PPG CEO Michael McGarry said the company had made a final approach to Akzo last week, but the company did not respond.
“Akzo Nobel’s boards have consistently refused to engage and did not respond to our call or letter,” PPG Chief Executive Officer Michael McGarry said in the statement. “As a result, we believe it is in the best interests of PPG and its shareholders to withdraw our proposal to Akzo Nobel at this time.” In April, PPG had proposed a takeover deal then worth about 26.3 billion euros ($29.5 billion), or 95 euros per share.
In addition to the possibility of raising its offer, PPG said Thursday it would consider paying Akzo Nobel shareholders a “ticking fee” of 10 cents a share for every month of delay in closing a deal past a 15-month target. The U.S. company said the offer was an effort to dispel worries expressed by Burgmans about any agreement running afoul of regulators. PPG also offered as much as 50 million euros towards retaining top management.
The decision to walk away came after a large group of Akzo Nobel shareholders led by hedge fund titan Elliott Advisors on Monday lost a bid in court to try to force Akzo’s boards to engage in talks with PPG.

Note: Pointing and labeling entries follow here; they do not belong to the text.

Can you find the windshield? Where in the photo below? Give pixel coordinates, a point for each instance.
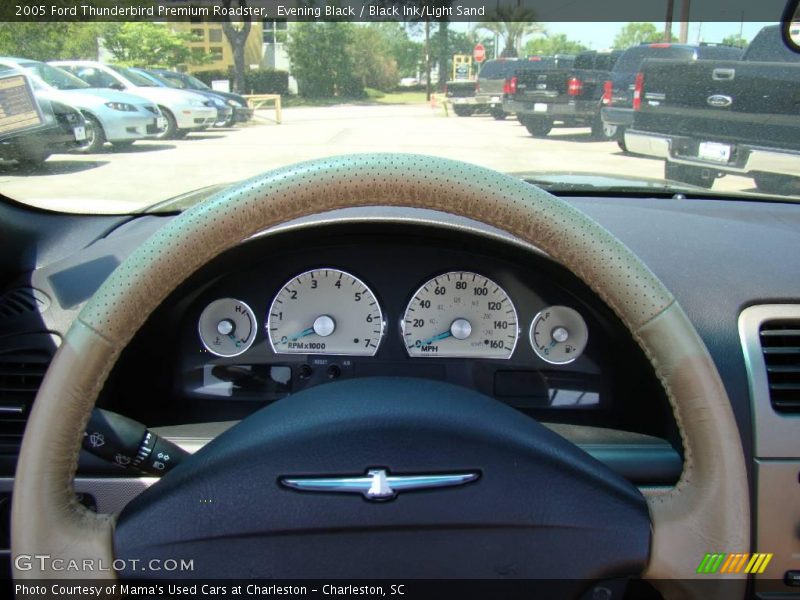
(639, 108)
(136, 77)
(55, 77)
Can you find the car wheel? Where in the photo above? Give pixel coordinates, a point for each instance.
(95, 137)
(122, 144)
(172, 125)
(538, 127)
(773, 183)
(688, 174)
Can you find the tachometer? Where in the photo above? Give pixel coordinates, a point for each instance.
(460, 314)
(325, 311)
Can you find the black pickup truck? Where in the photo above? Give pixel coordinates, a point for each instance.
(569, 92)
(618, 91)
(709, 118)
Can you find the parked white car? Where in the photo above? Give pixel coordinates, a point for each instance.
(113, 116)
(183, 111)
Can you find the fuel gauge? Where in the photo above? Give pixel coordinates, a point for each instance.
(227, 327)
(559, 335)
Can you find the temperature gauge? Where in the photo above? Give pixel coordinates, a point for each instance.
(227, 327)
(559, 335)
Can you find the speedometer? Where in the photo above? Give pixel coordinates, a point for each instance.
(460, 314)
(325, 311)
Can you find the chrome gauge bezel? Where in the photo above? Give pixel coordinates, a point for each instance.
(536, 350)
(433, 279)
(268, 322)
(253, 332)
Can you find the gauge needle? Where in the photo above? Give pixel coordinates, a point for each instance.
(436, 338)
(303, 333)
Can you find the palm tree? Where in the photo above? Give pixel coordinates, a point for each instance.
(512, 24)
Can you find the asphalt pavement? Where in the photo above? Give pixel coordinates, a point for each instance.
(151, 171)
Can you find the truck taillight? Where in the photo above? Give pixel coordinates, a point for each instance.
(510, 86)
(574, 86)
(608, 88)
(638, 86)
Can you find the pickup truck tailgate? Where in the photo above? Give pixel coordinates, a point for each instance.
(722, 101)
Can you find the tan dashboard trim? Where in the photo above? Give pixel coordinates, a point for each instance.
(707, 510)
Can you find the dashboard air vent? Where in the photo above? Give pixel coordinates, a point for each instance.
(780, 344)
(20, 377)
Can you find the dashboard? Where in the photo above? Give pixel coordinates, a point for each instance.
(169, 376)
(303, 308)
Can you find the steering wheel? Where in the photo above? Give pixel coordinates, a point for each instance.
(535, 492)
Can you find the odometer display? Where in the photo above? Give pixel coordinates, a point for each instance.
(460, 314)
(325, 311)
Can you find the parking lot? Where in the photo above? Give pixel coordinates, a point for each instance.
(151, 171)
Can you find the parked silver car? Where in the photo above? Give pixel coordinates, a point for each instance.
(184, 111)
(111, 116)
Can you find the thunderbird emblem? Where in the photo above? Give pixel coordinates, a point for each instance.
(719, 101)
(377, 484)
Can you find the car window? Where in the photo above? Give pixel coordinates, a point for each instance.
(96, 78)
(498, 69)
(767, 46)
(134, 77)
(196, 83)
(173, 80)
(58, 78)
(586, 61)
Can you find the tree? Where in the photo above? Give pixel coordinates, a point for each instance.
(50, 40)
(372, 58)
(143, 44)
(511, 24)
(236, 34)
(323, 59)
(735, 40)
(634, 34)
(406, 53)
(553, 44)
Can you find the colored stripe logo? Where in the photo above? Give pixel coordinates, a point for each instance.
(720, 562)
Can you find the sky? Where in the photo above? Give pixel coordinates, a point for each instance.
(600, 35)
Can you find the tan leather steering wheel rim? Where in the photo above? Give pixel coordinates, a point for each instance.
(706, 511)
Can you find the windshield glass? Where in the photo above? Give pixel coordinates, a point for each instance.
(645, 108)
(135, 77)
(55, 77)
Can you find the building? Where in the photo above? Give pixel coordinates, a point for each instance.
(209, 40)
(265, 47)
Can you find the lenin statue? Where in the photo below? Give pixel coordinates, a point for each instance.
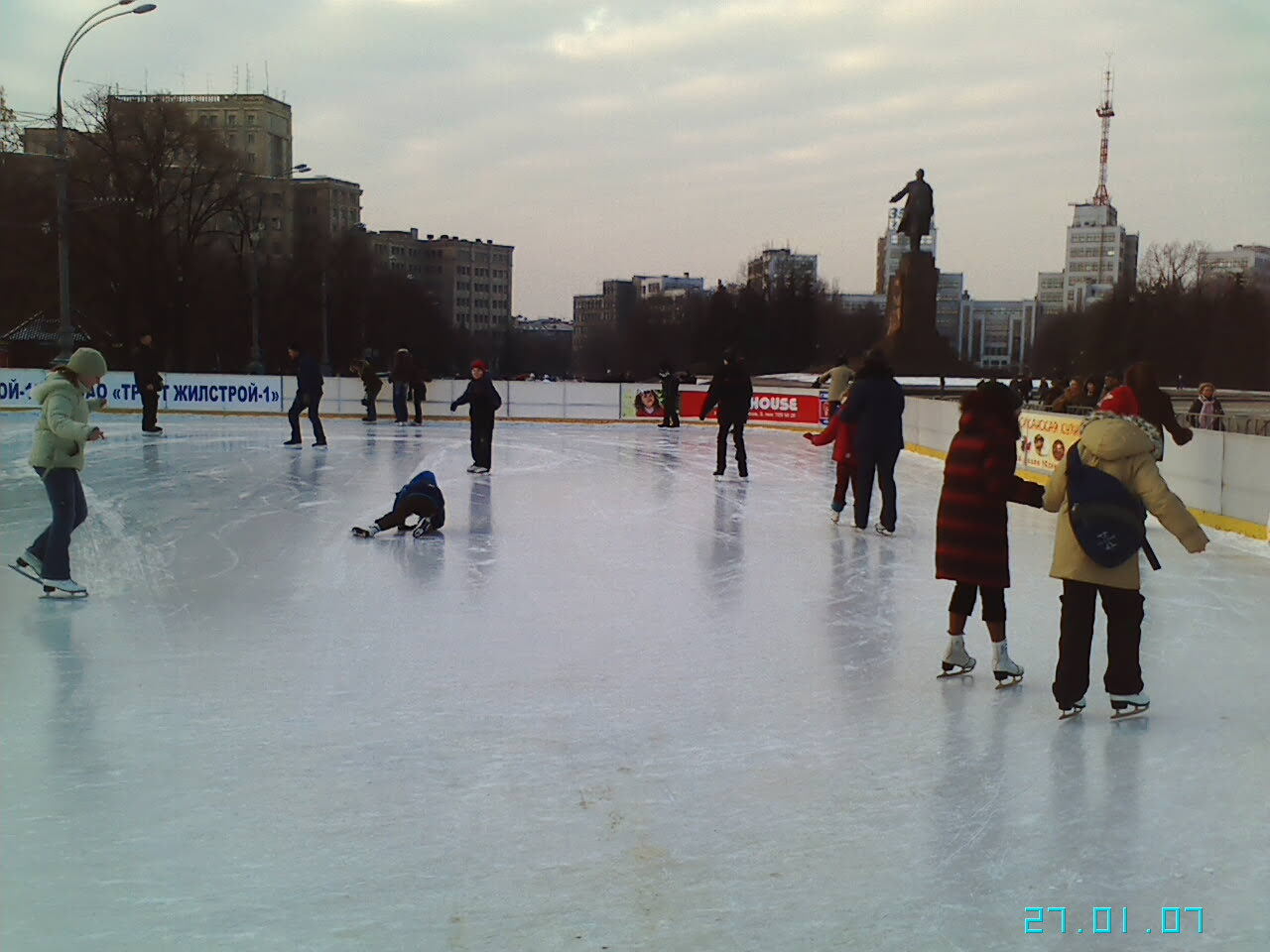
(919, 209)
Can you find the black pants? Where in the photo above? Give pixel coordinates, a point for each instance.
(846, 471)
(299, 404)
(1124, 611)
(149, 409)
(483, 439)
(738, 436)
(412, 506)
(54, 544)
(993, 602)
(672, 411)
(883, 462)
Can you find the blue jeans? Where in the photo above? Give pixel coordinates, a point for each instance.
(54, 544)
(399, 397)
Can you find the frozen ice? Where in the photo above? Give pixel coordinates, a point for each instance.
(616, 705)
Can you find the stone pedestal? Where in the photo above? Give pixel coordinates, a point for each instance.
(912, 344)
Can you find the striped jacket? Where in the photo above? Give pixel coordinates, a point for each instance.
(971, 539)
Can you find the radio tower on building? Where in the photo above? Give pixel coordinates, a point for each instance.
(1105, 113)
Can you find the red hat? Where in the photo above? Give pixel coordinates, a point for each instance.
(1121, 402)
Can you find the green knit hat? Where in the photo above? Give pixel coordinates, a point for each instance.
(86, 362)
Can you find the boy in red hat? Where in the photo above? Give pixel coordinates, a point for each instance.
(481, 400)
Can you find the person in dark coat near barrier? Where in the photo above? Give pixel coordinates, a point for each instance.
(876, 407)
(403, 375)
(731, 391)
(145, 375)
(483, 400)
(309, 386)
(371, 388)
(971, 538)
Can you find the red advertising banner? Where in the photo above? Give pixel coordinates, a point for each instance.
(774, 408)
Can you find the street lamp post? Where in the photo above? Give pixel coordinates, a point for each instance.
(64, 331)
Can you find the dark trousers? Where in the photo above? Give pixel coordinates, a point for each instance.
(54, 544)
(412, 506)
(846, 470)
(149, 409)
(483, 439)
(993, 601)
(883, 462)
(299, 404)
(672, 411)
(1124, 611)
(738, 436)
(399, 398)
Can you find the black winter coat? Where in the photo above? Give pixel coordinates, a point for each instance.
(480, 397)
(731, 393)
(145, 368)
(876, 407)
(309, 376)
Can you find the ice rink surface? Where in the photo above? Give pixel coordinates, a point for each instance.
(617, 706)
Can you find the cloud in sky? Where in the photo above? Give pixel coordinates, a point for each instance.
(639, 136)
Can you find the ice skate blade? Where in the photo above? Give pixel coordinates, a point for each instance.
(24, 572)
(1129, 711)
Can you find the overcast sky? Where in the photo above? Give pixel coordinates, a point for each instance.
(645, 137)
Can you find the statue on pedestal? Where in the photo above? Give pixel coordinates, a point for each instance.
(919, 209)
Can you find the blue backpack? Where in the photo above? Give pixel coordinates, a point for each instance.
(1107, 520)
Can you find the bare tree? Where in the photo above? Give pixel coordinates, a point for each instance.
(1171, 266)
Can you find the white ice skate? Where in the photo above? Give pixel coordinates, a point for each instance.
(1128, 705)
(1078, 707)
(956, 660)
(66, 587)
(28, 565)
(1003, 667)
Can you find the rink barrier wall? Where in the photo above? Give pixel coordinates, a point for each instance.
(1219, 475)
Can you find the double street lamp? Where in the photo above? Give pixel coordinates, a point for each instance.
(64, 331)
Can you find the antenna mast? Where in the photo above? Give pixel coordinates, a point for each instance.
(1105, 112)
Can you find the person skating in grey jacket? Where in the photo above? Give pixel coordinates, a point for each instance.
(58, 454)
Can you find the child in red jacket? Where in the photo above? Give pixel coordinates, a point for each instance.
(841, 434)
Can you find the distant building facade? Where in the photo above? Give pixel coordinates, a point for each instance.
(780, 267)
(1250, 263)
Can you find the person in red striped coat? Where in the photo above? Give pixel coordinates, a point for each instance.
(971, 538)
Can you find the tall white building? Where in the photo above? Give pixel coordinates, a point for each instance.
(996, 334)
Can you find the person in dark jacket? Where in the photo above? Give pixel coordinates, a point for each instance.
(971, 540)
(481, 400)
(402, 376)
(1206, 412)
(418, 393)
(876, 407)
(309, 386)
(421, 498)
(731, 393)
(670, 397)
(1141, 397)
(371, 385)
(145, 375)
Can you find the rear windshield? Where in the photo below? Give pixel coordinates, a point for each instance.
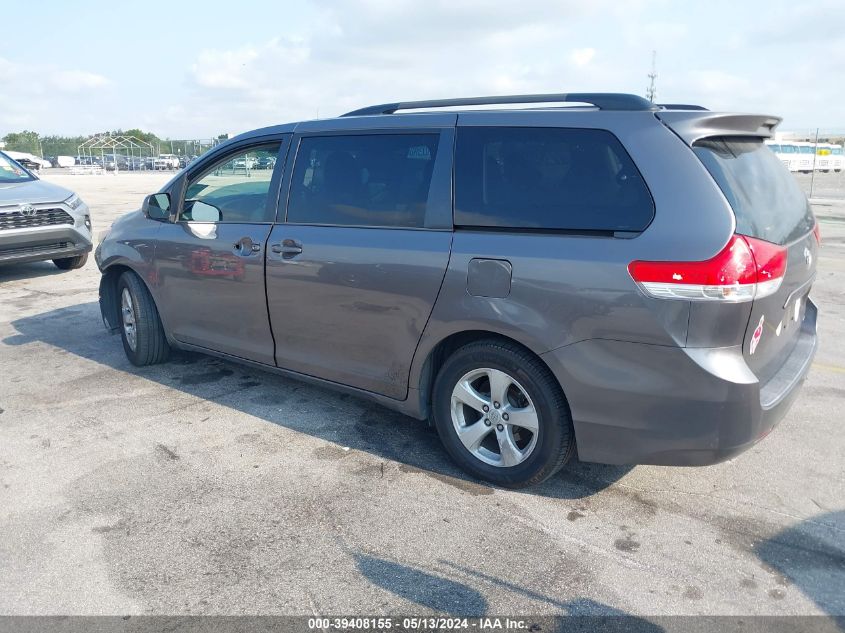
(766, 199)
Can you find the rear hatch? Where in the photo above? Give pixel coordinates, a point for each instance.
(769, 206)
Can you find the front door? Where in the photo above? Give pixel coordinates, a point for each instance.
(210, 262)
(353, 274)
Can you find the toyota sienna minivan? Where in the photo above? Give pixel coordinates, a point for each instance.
(619, 279)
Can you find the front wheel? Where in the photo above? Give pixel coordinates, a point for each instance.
(501, 414)
(140, 326)
(71, 263)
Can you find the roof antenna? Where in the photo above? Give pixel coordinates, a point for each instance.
(651, 91)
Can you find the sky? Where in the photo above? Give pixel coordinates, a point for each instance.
(198, 69)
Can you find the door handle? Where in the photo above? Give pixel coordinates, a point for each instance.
(287, 249)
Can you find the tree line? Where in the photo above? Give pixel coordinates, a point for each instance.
(53, 145)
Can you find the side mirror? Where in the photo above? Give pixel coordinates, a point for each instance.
(202, 212)
(157, 207)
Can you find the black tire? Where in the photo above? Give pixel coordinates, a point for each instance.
(71, 263)
(555, 439)
(151, 345)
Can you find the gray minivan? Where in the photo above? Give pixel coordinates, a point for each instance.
(621, 279)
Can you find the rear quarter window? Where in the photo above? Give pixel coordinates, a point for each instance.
(766, 199)
(548, 178)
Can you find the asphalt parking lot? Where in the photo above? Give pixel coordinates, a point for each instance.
(200, 486)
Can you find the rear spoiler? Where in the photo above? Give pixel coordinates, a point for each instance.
(694, 125)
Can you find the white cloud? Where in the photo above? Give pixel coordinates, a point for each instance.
(34, 91)
(350, 53)
(74, 81)
(582, 56)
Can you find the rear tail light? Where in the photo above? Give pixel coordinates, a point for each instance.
(747, 268)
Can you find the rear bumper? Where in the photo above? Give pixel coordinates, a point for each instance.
(43, 243)
(648, 404)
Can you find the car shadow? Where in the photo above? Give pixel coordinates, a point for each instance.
(810, 555)
(30, 270)
(457, 590)
(373, 429)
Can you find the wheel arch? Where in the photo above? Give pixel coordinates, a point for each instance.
(108, 294)
(446, 346)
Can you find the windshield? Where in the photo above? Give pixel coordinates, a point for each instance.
(10, 171)
(766, 200)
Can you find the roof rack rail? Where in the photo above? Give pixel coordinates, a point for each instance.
(681, 106)
(601, 100)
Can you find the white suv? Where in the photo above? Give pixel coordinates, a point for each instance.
(40, 220)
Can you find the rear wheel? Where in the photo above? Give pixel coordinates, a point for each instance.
(502, 415)
(140, 326)
(71, 263)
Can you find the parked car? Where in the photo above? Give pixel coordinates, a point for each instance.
(40, 221)
(626, 281)
(265, 162)
(167, 161)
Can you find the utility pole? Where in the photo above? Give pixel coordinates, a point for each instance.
(651, 91)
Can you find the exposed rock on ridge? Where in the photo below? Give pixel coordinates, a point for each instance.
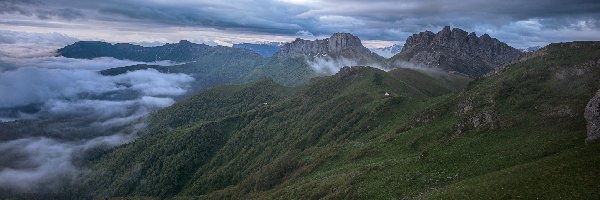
(456, 50)
(338, 45)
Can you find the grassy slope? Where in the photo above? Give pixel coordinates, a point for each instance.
(341, 138)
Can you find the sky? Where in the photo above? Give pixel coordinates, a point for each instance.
(377, 22)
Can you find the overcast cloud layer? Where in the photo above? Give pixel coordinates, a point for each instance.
(519, 23)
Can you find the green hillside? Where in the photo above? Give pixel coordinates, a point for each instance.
(515, 134)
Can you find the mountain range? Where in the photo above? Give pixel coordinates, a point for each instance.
(453, 115)
(367, 133)
(266, 49)
(456, 50)
(389, 51)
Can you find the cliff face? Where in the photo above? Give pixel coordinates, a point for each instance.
(338, 45)
(456, 50)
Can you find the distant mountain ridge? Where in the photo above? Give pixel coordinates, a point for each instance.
(183, 51)
(266, 49)
(339, 45)
(388, 51)
(456, 50)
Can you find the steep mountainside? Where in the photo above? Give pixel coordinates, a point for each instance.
(339, 45)
(264, 49)
(290, 65)
(388, 52)
(456, 50)
(518, 133)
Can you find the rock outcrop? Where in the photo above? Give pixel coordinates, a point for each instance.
(592, 116)
(456, 50)
(339, 45)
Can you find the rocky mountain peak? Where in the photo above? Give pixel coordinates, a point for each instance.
(338, 45)
(457, 50)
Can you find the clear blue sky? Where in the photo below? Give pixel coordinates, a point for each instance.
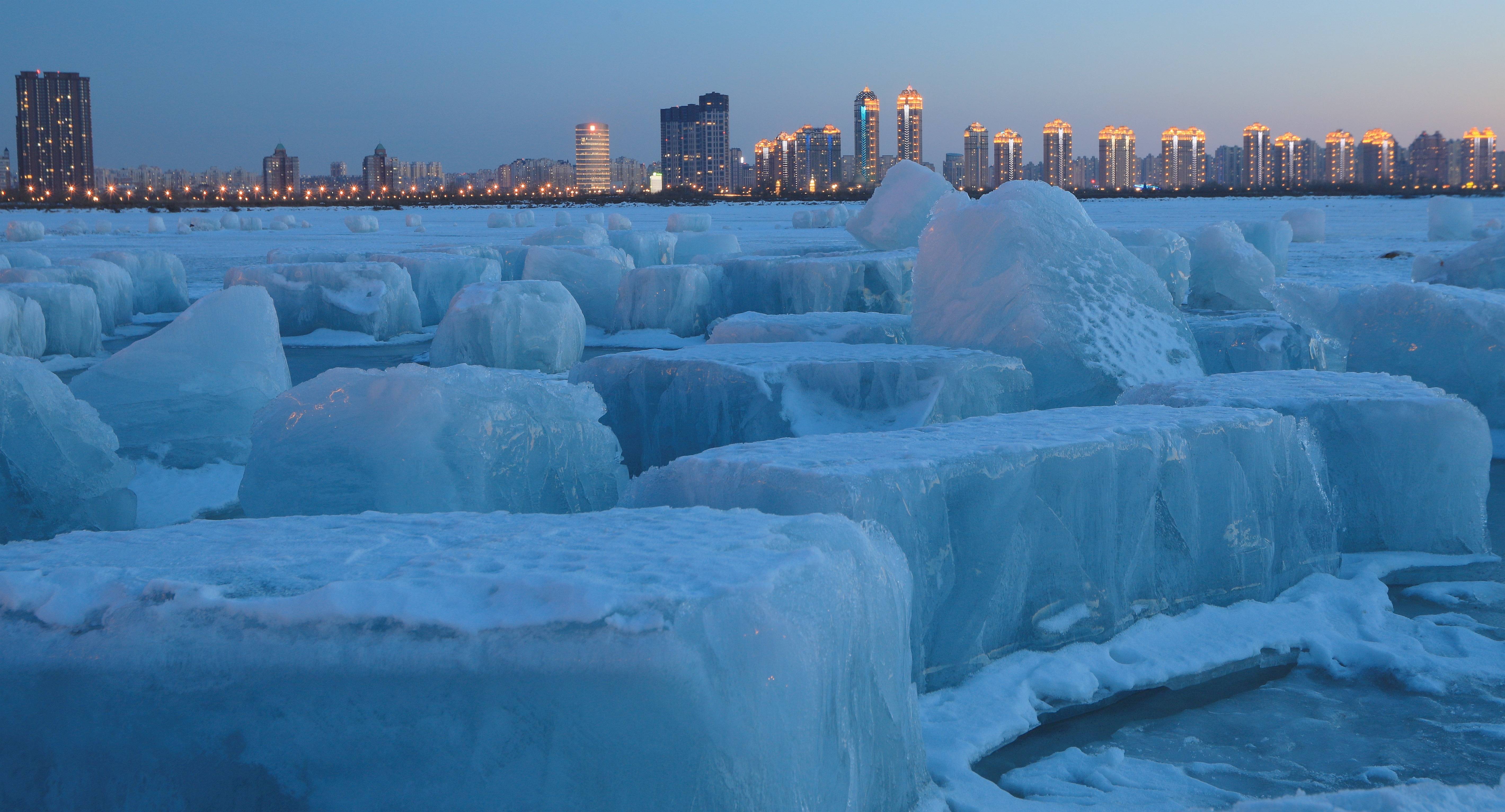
(479, 83)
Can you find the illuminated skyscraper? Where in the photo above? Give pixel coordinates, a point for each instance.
(865, 137)
(1259, 173)
(911, 128)
(1116, 160)
(1059, 154)
(1477, 168)
(1009, 157)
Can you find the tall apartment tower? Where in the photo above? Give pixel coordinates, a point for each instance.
(53, 133)
(865, 137)
(1477, 168)
(281, 173)
(592, 157)
(1378, 159)
(1009, 157)
(911, 127)
(1259, 173)
(1117, 166)
(1059, 154)
(694, 142)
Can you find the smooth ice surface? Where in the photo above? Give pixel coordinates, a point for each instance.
(1164, 250)
(670, 404)
(1025, 273)
(1105, 513)
(1229, 273)
(187, 393)
(365, 297)
(58, 464)
(847, 328)
(71, 316)
(1450, 219)
(631, 661)
(521, 325)
(437, 277)
(419, 440)
(1408, 467)
(901, 208)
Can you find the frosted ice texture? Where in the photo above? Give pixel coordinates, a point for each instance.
(670, 404)
(521, 325)
(1024, 273)
(187, 393)
(419, 440)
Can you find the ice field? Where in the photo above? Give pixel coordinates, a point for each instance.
(922, 504)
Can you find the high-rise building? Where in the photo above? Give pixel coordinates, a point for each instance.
(696, 145)
(1378, 159)
(911, 127)
(818, 159)
(1117, 168)
(865, 137)
(974, 157)
(1477, 166)
(53, 133)
(1259, 173)
(1009, 157)
(592, 157)
(1059, 154)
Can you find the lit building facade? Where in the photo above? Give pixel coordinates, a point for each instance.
(592, 157)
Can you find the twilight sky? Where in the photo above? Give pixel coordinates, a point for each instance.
(478, 83)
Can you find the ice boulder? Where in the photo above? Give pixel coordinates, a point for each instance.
(568, 235)
(670, 404)
(25, 231)
(1307, 225)
(420, 440)
(187, 393)
(1024, 273)
(1229, 273)
(70, 313)
(520, 325)
(1450, 219)
(1044, 528)
(363, 297)
(845, 328)
(688, 222)
(1408, 467)
(901, 208)
(678, 298)
(592, 282)
(1164, 250)
(58, 464)
(362, 225)
(1272, 238)
(625, 661)
(646, 247)
(437, 277)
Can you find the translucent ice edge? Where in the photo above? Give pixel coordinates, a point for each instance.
(1340, 626)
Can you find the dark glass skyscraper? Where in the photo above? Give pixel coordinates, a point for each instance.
(53, 133)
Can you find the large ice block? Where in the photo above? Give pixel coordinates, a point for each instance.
(1229, 273)
(437, 277)
(363, 297)
(631, 661)
(521, 325)
(419, 440)
(1408, 467)
(901, 208)
(1024, 273)
(1042, 528)
(186, 395)
(669, 404)
(847, 328)
(58, 464)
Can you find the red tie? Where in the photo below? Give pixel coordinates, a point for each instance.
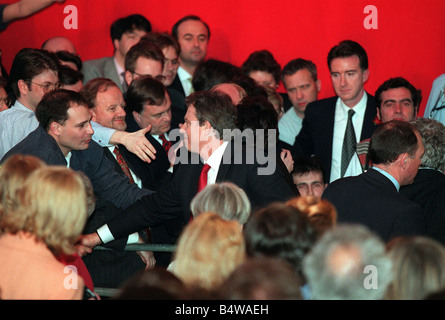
(123, 164)
(165, 143)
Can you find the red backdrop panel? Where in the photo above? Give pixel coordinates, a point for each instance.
(409, 40)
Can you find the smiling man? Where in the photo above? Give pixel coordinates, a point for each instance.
(125, 33)
(302, 86)
(193, 36)
(323, 133)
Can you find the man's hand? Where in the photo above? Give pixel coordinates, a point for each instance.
(136, 142)
(287, 159)
(86, 243)
(148, 258)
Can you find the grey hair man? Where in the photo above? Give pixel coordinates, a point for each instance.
(348, 263)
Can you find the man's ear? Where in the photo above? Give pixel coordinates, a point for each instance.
(54, 128)
(23, 87)
(128, 77)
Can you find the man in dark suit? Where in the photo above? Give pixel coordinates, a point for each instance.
(124, 32)
(208, 114)
(372, 198)
(428, 188)
(193, 36)
(326, 120)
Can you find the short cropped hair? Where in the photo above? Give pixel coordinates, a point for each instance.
(144, 90)
(29, 63)
(349, 48)
(433, 137)
(128, 24)
(187, 18)
(163, 40)
(216, 108)
(226, 199)
(298, 64)
(262, 60)
(392, 139)
(93, 87)
(54, 106)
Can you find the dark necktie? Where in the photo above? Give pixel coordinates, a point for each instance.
(123, 164)
(202, 183)
(349, 144)
(165, 143)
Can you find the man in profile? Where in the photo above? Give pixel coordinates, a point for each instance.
(372, 198)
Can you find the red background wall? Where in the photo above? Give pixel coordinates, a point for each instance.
(409, 41)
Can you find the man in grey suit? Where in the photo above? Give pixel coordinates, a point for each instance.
(125, 32)
(372, 198)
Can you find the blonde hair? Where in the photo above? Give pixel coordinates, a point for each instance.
(208, 250)
(52, 206)
(226, 199)
(418, 267)
(320, 212)
(13, 173)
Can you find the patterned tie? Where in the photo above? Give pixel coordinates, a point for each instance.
(123, 164)
(349, 144)
(165, 143)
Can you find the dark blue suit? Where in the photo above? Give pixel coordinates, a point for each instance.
(372, 199)
(317, 132)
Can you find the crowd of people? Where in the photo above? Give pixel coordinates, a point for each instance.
(264, 195)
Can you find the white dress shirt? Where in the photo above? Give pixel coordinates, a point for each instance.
(340, 122)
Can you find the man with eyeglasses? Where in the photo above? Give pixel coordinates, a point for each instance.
(33, 73)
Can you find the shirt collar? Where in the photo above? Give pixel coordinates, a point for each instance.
(390, 177)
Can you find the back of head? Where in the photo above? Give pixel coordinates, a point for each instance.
(225, 199)
(262, 60)
(29, 63)
(418, 267)
(433, 137)
(208, 250)
(279, 231)
(162, 40)
(54, 106)
(392, 139)
(321, 213)
(153, 284)
(212, 72)
(346, 49)
(348, 263)
(143, 49)
(298, 64)
(13, 173)
(144, 90)
(93, 87)
(52, 206)
(216, 108)
(262, 278)
(128, 24)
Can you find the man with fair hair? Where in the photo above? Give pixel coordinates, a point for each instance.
(372, 198)
(428, 187)
(348, 263)
(213, 157)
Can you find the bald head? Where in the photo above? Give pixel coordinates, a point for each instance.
(59, 44)
(234, 91)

A Dutch court on May 29 rejected a petition by Elliott, billionaire Paul Singer’s New York hedge fund, to force a shareholder vote on firing Burgmans. The fund claimed he was in “flagrant breach” of his duties to investors for rejecting PPG’s offers. The company reiterated its support for the chairman, saying Burgmans had played a crucial role in evaluating and rebuffing the latest bid.
Akzo has argued a PPG takeover would be bad for employees, that the companies’ cultures don’t mesh, that a deal faces antitrust risks and that Akzo should stay Dutch in the country’s national interest. Also in April, Akzo presented its case for remaining independent, offering shareholders 1.6 billion euros in extra dividends and detailing plans to sell or float its chemicals subsidiary, which represents a third of company sales and profits.
“The deal collapsed because Akzo Nobel just did not want it, and as long as the current management board and supervisory board are there, I don’t see that changing,’’ ABN Amro Bank analyst Mutlu Gundogan told Bloomberg. “It’s not a mega-surprise that PPG is withdrawing.”
In muted response, Akzo shares droped modestly by less than 2%, as investors had apparently priced in the decision given Akzo Nobel’s fierce opposition to a deal and strong poison pill protections in case PPG had decided to press ahead with a hostile bid. What is more interesting is that Akzo’s shares have held their gains even after the bid was dropped, suggesting expectations of further M&A in the company’s future.
Akzo Nobel said in a statement it would pursue a strategy of “accelerating sustainable growth and profitability and creating two focused, high-performing businesses.” As an alternative to a takeover, the Amsterdam-based company has proposed to hive off its chemicals business.
PPG’s decision capped a frustrating three-month courtship. Akzo Nobel rejected the U.S. company’s third takeover bid May 8, defying pressure from shareholders such as Elliott Management Corp. to negotiate. McGarry flew to Rotterdam last month in an attempt to get talks under way. But Akzo Nobel CEO Ton Buechner and Burgmans were unwilling to negotiate during a 90-minute airport meeting.